Re: [Problem] Cache line starvation

From: Kurt Kanzenbach
Date: Fri Sep 28 2018 - 11:26:59 EST


On Fri, Sep 28, 2018 at 11:05:21AM +0200, Kurt Kanzenbach wrote:
> Hi Thomas,
>
> On Thu, Sep 27, 2018 at 04:47:47PM +0200, Thomas Gleixner wrote:
> > On Thu, 27 Sep 2018, Kurt Kanzenbach wrote:
> > > On Thu, Sep 27, 2018 at 04:25:47PM +0200, Kurt Kanzenbach wrote:
> > > > However, the issue still triggers fine. With stress-ng we're able to
> > > > generate latency in millisecond range. The only workaround we've found
> > > > so far is to add a "delay" in cpu_relax().
> > >
> > > It might interesting for you, how we added the delay. We've used:
> > >
> > > static inline void cpu_relax(void)
> > > {
> > > volatile int i = 0;
> > >
> > > asm volatile("yield" ::: "memory");
> > > while (i++ <= 1000);
> > > }
> > >
> > > Of course it's not efficient, but it works.
> >
> > I wonder if it's just the store on the stack which makes it work. I've seen
> > that when instrumenting x86. When the careful instrumentation just stayed
> > in registers it failed. Once it was too much and stack got involved it
> > vanished away.
>
> I've performed more tests: Adding a store to a global variable just
> before calling cpu_relax() doesn't help. Furthermore, adding up to 20
> yield instructions (just like you did on x86) didn't work either.

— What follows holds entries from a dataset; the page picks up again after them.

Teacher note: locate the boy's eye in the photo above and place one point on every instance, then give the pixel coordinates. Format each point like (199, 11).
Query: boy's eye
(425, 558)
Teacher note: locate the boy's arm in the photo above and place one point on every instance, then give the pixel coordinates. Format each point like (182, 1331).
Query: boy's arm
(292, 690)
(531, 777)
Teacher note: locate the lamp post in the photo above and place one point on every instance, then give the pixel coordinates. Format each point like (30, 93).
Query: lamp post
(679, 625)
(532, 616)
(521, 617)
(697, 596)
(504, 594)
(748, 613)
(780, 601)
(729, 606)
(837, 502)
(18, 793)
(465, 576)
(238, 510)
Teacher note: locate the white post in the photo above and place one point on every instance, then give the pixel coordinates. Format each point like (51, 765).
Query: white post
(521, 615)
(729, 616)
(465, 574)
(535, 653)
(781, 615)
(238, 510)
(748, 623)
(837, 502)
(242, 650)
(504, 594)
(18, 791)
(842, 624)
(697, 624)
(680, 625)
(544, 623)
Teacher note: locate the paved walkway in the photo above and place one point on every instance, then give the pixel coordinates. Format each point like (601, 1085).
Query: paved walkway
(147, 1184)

In addition, the stress-ng test triggers on v4.14-rt and v4.18-rt as
well.

As v4.18-rt still uses the old spin lock implementation, I've backported
the qspinlock implementation to v4.18-rt. The commits I've identified
are:

- 598865c5f32d ("arm64: barrier: Implement smp_cond_load_relaxed")
- c11090474d70 ("arm64: locking: Replace ticket lock implementation with qspinlock")

Using these commits it's still possible to trigger the issue. But it
takes longer.

Did I miss anything?

Thanks,
Kurt